How DNA repair defects expose genotype-specific vulnerabilities in mantle cell lymphoma
Somatic mutations in ATM are observed in approximately 50% of mantle cell lymphoma cases, but no targeted treatment options exist to date for this major genetic subtype. Innovative treatments are hence urgently needed, especially for the growing population of older mantle cell lymphoma patients who are not eligible for intensified therapies. Functionally, ATM plays a critical role for DSB repair, and there is strong evidence for ATM in HRR-mediated DSB repair. However, a chemotherapy-resistance is observed in ATM-deficient cancers which indicates that DSBs are repaired in ATM-deficient tumors. It is likely that alternative, error-prone DSB repair pathways, such as NHEJ compensate for the HRR defect in ATM-deficient tumors. Thus, by identifying backup DNA repair pathways in ATM-defective mantle cell lymphoma we aim to identify targeted treatment options for these patients.

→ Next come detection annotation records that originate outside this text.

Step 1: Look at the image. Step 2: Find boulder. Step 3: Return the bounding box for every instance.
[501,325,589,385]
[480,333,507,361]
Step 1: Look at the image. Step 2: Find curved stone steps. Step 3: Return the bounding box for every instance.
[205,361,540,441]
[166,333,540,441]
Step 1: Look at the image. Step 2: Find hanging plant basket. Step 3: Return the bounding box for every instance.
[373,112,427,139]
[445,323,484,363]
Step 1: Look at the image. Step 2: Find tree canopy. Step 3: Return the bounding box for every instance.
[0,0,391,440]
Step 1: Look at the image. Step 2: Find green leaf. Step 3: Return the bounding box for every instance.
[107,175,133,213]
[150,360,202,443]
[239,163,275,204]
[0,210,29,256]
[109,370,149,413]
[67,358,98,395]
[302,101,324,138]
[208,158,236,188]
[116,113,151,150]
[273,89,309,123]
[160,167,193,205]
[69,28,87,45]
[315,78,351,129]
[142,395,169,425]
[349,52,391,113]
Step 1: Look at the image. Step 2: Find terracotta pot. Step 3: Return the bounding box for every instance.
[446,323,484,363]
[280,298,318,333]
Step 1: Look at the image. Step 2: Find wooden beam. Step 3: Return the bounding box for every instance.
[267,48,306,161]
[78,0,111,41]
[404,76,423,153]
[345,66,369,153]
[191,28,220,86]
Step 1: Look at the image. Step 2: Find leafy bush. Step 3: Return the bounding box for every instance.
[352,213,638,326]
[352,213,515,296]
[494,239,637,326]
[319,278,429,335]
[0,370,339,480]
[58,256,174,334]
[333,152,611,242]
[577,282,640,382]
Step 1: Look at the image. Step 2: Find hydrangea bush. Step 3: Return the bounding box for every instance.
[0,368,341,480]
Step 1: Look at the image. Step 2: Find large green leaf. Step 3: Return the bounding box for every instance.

The overarching goal of our research program is to understand disease mechanisms in patients with an underlying genome instability syndrome and DNA repair deficient mantle cell lymphoma. We strive to identify novel therapeutic approaches based on DNA repair. Associated molecular liabilities discovered in this research program thus contribute to a deepened functional understanding of genome maintenance and DNA repair in the context of ageing and cancer.